C’est depuis la mer que j'ai observé pour la première fois la ville qui allait devenir mienne. Il faisait nuit noire. Le navire est resté au mouillage, attendant le petit matin, pour entrer dans le port. Face à nous, l'arche lumineuse du boulevard de front de mer semblait ouvrir ses bras pour nous accueillir. En débarquant, j’ai été étourdie par la stridence d'une polyphonie de voix et la chaleur suffocante d'un novembre estival.

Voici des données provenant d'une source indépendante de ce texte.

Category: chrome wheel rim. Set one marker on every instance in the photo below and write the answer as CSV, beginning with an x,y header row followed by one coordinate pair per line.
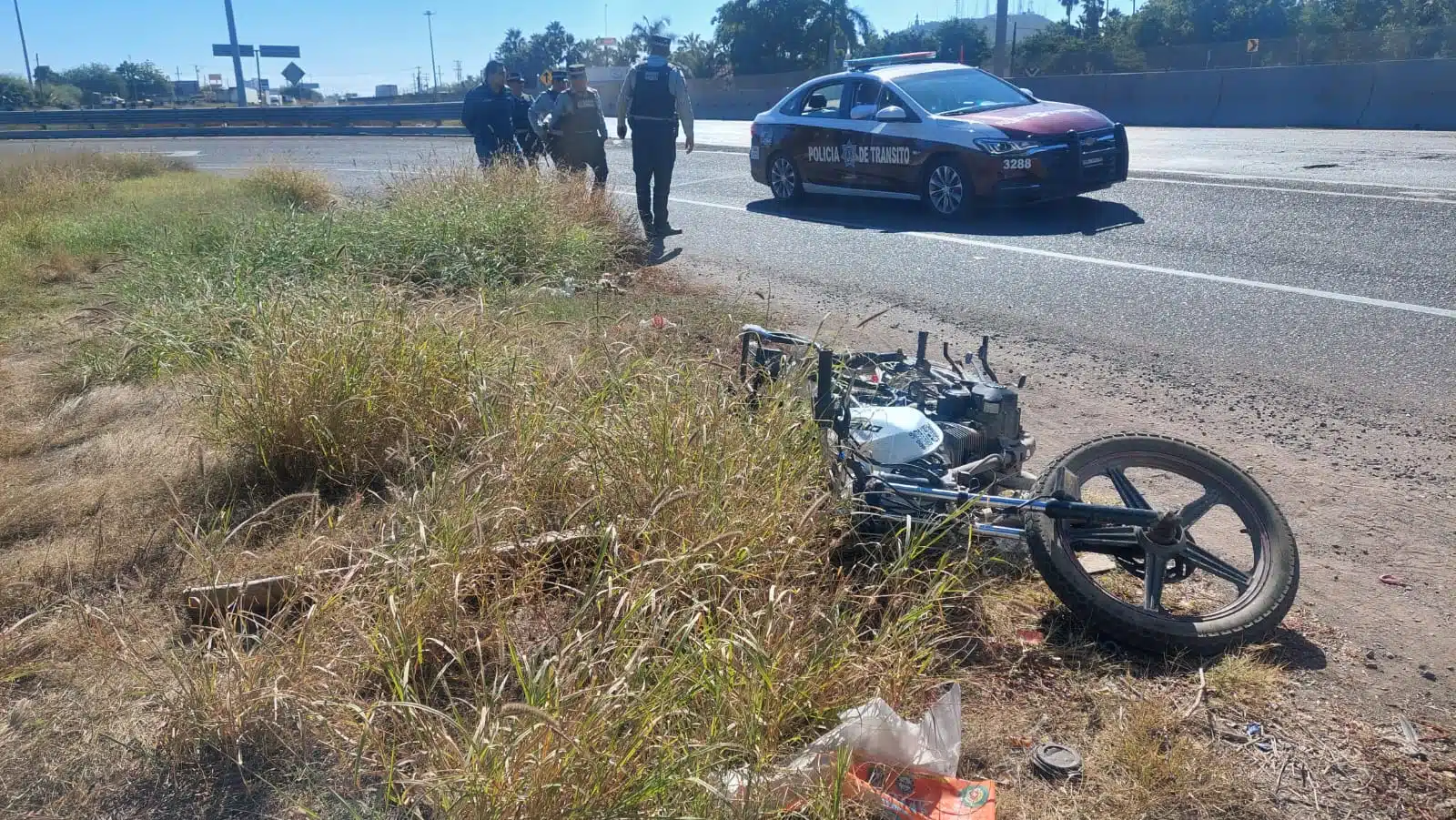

La présence vivifiante du salpêtre a commencé à pénétrer dans mes pores. Peu à peu, pas à pas, je suis partie à la conquête de la ville. À mesure que je grandissais, mon regard s’étendait vers des horizons plus vastes. Tout a commencé dans un quartier de la Vieille Havane. Ma petite rue ne faisait que trois pâtés de maisons, du Palais présidentiel de l'époque, symbole du pouvoir politique, à ce que l’on appelait alors « relleno » (remblai), les parcs qui bordaient le canal d'entrée du port. C'est dans ce petit environnement que j'ai commencé à apprendre la réalité et l'histoire du pays.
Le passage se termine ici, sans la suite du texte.